All of lore.kernel.org
 help / color / mirror / Atom feed
From: poza@codeaurora.org
To: Bjorn Helgaas <helgaas@kernel.org>
Cc: Bjorn Helgaas <bhelgaas@google.com>,
	Philippe Ombredanne <pombredanne@nexb.com>,
	Thomas Gleixner <tglx@linutronix.de>,
	Greg Kroah-Hartman <gregkh@linuxfoundation.org>,
	Kate Stewart <kstewart@linuxfoundation.org>,
	linux-pci@vger.kernel.org, linux-kernel@vger.kernel.org,
	Dongdong Liu <liudongdong3@huawei.com>,
	Keith Busch <keith.busch@intel.com>, Wei Zhang <wzhang@fb.com>,
	Sinan Kaya <okaya@codeaurora.org>,
	Timur Tabi <timur@codeaurora.org>
Subject: Re: [PATCH v2 1/6] PCI/AER: Take severity mask into account while clearing error bits
Date: Wed, 18 Jul 2018 14:43:46 +0530	[thread overview]
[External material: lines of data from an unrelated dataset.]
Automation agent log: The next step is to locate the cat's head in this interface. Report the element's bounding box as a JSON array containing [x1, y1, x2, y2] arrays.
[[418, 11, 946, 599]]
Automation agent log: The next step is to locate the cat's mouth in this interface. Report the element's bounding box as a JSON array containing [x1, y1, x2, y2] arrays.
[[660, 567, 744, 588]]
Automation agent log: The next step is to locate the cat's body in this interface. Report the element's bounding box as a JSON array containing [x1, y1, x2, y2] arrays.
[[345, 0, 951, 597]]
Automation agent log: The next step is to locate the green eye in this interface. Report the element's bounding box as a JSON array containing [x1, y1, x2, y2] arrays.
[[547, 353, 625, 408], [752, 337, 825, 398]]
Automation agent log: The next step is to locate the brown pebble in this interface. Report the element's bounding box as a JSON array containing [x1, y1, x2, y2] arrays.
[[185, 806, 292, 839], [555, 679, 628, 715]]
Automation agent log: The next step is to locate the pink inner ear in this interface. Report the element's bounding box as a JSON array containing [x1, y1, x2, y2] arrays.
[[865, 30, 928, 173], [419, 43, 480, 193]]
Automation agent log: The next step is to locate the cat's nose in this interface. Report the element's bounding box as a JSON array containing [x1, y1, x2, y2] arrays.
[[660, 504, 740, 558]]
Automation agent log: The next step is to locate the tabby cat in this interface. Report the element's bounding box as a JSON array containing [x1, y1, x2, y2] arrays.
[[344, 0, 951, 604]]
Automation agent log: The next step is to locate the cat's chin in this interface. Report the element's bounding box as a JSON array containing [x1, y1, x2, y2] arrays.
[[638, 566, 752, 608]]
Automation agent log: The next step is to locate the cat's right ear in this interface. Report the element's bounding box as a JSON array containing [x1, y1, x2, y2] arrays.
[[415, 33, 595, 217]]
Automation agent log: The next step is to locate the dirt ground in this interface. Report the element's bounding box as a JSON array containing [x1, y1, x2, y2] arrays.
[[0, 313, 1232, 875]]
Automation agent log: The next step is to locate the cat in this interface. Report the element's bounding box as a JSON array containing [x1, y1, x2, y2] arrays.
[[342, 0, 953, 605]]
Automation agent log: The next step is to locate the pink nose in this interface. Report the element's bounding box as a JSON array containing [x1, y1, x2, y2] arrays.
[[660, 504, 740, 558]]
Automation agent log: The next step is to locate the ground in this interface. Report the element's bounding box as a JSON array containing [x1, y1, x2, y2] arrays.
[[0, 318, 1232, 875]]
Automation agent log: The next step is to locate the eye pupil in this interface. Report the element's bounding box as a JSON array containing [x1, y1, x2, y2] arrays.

Message-ID: <e0296f79855257d6960a63471c53fbf1@codeaurora.org> (raw)
In-Reply-To: <20180717213601.GC128988@bhelgaas-glaptop.roam.corp.google.com>

On 2018-07-18 03:06, Bjorn Helgaas wrote:
> On Tue, Jul 17, 2018 at 02:03:29PM -0500, Bjorn Helgaas wrote:
>> Hi Oza,
>> 
>> Thanks for doing this!
>> 
>> On Fri, Jun 22, 2018 at 05:58:09AM -0400, Oza Pawandeep wrote:
>> > pci_cleanup_aer_uncorrect_error_status() is called by different slot_reset
>> > callbacks in case of ERR_NONFATAL.
>> 
>> IIRC, the current strategy is:
>> 
>>   ERR_COR: log only
>>   ERR_NONFATAL: call driver callbacks (pci_error_handlers)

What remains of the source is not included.